Home Scuola TAR di Bari, da lunedì medie ed elementari in presenza
TAR

TAR di Bari, da lunedì medie ed elementari in presenza

da Elvira Zammarano

Secondo Orazio Ciliberti, presidente del Tar di Bari, che ha redatto la sentenza, in questione, “non emergono ragioni particolari per le quali la Regione Puglia non debba allinearsi alle decisioni nazionali in materia di istruzione”.

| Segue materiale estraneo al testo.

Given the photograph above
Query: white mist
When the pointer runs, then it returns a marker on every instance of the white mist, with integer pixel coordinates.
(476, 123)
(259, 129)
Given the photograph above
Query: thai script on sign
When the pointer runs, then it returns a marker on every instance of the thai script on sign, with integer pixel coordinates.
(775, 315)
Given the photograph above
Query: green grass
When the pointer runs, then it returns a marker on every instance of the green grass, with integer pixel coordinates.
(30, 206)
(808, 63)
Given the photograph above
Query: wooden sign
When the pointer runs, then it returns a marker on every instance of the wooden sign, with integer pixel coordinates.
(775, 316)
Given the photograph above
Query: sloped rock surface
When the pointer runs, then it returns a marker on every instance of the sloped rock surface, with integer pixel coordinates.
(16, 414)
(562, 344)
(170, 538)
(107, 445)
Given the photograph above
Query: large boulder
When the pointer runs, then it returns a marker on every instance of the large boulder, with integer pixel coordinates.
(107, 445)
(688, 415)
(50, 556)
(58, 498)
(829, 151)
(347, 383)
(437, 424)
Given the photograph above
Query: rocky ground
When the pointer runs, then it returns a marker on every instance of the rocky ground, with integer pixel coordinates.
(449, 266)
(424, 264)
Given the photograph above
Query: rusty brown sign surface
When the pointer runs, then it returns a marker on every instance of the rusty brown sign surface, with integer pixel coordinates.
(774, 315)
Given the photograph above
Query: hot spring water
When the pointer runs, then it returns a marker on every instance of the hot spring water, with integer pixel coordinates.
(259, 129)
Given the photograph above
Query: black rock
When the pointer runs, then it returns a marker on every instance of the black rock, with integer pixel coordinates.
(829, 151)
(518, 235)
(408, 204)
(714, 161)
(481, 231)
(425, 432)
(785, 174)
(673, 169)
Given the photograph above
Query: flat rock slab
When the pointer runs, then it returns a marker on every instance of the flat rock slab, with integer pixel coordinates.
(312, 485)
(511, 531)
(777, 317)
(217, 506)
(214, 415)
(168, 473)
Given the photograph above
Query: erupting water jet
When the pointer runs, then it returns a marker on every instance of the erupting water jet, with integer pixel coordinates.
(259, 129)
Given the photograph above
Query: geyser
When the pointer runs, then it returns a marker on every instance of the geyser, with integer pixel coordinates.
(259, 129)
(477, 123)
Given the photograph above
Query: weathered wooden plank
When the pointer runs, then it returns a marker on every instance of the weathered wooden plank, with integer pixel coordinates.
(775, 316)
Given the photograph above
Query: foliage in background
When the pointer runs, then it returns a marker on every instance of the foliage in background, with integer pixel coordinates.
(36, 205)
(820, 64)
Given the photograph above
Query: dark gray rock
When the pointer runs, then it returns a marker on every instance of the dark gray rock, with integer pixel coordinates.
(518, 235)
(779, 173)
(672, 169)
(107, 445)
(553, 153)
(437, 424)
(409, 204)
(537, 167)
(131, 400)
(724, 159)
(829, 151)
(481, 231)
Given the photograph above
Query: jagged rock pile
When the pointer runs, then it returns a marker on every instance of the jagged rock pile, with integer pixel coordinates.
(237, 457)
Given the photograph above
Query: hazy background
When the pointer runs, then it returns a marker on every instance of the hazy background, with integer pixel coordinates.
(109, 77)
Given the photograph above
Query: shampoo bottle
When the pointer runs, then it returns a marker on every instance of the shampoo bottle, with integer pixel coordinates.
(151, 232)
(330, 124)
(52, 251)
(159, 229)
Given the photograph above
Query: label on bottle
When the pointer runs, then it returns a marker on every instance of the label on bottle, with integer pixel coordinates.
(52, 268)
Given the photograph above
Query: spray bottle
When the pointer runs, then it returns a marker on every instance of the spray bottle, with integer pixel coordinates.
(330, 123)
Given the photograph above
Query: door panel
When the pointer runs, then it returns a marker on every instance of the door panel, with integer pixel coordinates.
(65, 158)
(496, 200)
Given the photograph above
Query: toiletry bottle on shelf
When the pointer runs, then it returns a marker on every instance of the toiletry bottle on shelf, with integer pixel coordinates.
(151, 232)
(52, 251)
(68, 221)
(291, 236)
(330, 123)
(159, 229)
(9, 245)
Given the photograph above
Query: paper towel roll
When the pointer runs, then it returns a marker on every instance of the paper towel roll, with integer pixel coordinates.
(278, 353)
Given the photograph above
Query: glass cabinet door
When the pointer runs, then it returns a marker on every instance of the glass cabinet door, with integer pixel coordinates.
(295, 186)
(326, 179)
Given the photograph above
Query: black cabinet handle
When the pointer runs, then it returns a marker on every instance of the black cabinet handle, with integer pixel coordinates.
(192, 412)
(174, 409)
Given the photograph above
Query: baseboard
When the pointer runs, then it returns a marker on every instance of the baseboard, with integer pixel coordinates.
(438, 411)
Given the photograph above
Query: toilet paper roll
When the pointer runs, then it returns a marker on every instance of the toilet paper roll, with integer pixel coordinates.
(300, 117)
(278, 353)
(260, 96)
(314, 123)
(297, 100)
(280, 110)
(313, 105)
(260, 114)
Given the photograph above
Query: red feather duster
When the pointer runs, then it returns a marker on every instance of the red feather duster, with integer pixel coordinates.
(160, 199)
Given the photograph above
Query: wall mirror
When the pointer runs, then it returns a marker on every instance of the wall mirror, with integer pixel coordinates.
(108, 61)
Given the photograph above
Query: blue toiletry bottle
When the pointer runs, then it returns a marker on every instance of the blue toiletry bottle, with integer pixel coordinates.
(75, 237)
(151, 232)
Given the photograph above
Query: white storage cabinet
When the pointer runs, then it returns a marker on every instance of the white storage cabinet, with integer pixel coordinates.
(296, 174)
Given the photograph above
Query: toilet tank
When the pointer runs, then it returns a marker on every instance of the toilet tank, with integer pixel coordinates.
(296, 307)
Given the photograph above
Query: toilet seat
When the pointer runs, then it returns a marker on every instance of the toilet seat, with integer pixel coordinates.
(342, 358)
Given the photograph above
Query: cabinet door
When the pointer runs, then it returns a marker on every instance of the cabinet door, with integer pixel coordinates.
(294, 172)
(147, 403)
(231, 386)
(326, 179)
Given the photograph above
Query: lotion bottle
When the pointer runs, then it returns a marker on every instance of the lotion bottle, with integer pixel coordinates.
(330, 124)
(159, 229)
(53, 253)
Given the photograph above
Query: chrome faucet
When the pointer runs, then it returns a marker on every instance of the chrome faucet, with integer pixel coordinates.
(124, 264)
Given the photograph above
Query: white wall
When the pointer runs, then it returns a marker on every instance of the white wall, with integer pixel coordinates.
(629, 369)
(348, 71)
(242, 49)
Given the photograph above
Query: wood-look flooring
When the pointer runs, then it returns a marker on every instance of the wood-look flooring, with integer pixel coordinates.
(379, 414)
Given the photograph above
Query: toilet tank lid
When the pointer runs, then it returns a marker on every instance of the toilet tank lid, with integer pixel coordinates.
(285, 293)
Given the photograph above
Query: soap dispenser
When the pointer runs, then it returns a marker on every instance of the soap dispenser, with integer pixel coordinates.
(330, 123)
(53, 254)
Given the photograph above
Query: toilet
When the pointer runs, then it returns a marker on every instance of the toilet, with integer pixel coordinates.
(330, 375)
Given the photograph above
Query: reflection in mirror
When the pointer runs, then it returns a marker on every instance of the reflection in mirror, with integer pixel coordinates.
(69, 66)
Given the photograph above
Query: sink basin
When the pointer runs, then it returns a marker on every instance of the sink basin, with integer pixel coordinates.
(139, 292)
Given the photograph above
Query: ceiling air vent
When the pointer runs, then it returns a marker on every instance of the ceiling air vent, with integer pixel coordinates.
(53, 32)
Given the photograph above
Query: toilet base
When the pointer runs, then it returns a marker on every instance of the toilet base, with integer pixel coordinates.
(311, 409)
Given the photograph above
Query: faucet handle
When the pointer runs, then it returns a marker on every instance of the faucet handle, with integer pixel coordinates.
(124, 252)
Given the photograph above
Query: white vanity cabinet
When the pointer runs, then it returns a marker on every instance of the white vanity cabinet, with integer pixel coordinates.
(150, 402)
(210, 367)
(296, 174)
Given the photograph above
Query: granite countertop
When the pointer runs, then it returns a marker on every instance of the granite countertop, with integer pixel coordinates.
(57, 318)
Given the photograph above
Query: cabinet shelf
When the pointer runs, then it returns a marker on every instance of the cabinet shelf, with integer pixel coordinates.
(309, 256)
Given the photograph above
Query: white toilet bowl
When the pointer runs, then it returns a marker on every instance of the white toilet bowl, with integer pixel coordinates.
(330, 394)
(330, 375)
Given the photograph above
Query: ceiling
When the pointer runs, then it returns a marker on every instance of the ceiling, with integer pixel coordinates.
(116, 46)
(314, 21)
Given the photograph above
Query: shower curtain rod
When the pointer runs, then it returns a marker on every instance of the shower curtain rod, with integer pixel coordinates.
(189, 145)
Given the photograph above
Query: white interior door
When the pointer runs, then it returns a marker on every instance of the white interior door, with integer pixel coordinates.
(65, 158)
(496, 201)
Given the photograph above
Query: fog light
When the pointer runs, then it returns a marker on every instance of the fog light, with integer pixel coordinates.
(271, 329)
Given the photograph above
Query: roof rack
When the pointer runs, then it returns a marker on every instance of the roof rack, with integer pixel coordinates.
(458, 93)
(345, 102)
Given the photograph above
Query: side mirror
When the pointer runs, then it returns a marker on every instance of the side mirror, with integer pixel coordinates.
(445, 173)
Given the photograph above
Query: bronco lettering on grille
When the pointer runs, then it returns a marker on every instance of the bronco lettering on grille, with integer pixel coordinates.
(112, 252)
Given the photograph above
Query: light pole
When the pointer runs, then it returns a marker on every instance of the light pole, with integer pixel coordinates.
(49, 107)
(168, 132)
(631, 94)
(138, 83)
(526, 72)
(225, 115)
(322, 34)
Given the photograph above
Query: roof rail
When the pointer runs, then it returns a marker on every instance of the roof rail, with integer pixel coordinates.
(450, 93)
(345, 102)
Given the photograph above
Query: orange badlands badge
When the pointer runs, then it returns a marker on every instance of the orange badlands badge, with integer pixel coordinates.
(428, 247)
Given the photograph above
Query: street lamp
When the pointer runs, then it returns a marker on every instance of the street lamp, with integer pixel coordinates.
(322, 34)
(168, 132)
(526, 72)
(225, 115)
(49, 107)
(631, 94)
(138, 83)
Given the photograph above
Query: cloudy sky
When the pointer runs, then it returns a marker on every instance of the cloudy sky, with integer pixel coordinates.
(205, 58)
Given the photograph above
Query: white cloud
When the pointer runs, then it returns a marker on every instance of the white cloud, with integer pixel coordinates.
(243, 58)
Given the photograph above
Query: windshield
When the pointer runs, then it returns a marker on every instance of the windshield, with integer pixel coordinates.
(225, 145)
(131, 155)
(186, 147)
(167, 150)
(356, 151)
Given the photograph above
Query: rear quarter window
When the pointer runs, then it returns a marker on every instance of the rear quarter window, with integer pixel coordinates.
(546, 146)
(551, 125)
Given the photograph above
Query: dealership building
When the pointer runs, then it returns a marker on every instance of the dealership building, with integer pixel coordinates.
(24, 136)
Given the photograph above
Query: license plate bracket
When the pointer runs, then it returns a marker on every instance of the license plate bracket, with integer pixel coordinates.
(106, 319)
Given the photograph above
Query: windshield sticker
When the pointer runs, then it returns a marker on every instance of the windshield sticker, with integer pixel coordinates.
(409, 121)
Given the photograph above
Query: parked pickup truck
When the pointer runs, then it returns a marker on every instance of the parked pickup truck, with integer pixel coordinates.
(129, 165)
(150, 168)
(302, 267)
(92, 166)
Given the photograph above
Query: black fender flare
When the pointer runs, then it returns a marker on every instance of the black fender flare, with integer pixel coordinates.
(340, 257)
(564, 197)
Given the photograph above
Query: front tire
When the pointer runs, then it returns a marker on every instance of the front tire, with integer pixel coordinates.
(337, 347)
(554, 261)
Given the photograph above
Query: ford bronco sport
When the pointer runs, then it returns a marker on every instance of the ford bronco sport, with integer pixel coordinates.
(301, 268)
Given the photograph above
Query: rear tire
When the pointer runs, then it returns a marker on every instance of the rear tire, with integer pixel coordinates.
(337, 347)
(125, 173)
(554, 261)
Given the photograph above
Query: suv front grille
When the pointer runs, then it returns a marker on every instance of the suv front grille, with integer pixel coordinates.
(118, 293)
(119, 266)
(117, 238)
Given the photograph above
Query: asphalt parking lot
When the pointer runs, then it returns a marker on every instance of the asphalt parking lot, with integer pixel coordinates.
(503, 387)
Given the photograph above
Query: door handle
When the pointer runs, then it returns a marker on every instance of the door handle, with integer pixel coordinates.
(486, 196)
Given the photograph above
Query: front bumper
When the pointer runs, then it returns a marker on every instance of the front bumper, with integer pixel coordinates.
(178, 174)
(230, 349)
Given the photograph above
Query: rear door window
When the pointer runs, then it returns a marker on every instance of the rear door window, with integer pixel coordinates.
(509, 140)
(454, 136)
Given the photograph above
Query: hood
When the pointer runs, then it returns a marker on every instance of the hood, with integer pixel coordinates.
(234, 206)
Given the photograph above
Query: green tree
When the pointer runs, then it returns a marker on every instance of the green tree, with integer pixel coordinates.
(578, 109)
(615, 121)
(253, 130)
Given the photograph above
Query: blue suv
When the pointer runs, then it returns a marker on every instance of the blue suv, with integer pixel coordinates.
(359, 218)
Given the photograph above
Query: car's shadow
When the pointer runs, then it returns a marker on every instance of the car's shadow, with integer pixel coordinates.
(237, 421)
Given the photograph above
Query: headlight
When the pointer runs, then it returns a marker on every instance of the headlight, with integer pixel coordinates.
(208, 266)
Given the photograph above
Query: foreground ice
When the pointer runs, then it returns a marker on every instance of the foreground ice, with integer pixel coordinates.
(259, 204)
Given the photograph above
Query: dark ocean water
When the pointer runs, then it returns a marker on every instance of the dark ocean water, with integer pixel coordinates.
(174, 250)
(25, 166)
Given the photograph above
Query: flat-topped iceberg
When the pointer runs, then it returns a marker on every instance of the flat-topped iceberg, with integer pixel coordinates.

Il braccio di ferro tra il governatore della Puglia Michele Emiliano e un’associazione di consumatori, con alcune famiglie baresi in pole position, sembra alla soluzione finale. Il Tar di Bari, infatti, avrebbe accolto il ricorso presentato dalle controparti del governatore pugliese che chiedevano l’immediato rientro in classe dei bambini delle elementari e delle scuole medie.  Quindi, con molta probabilità, già dal prossimo lunedì 9, i ragazzi della Puglia, potranno tornare a scuola.

Il decreto del giudice, monocratico e non impugnabile, dovrebbe aver messo fine alla diatriba, anche se per il Tar di Lecce, l’ordinanza di Emiliano era corretta e le scuole dovevano rimanere chiuse. Per Carlo Castellana, coordinatore provinciale e vice segretario regionale del sindacato “Gilda degli Insegnanti” di Bari, “La scuola non ha funzioni di babysitteraggio e i professori e le loro famiglie, vanno tutelati”. Ma la sentenza del giudice parla chiaro, “vi sono in Puglia molte scuole e molti studenti non sufficientemente attrezzati per la didattica digitale a distanza, di guisa che l’esecuzione del provvedimento impugnato si traduce in una sostanziale interruzione delle attività didattiche e dei servizi all’utenza scolastica”. Peccato che, sabato scorso, lo stesso Ciliberti del Tar di Bari, e oggi quello di Lecce, aveva respinto un identico ricorso, motivandolo con queste parole, “il danno economico è risarcibile, mentre il danno psico-fisico ai minori privati della didattica in presenza non è comprovato”. Oggi invece la prospettiva appare decisamente diversa per i giudici, “persino per le aree ad alta criticità – per intenderci quelle in rosso – il Dpcm prevede la didattica in presenza nelle scuole elementari”.  La nostra Dad  non funziona ed è inadeguata a garantire una corretta formazione, hanno ribadito.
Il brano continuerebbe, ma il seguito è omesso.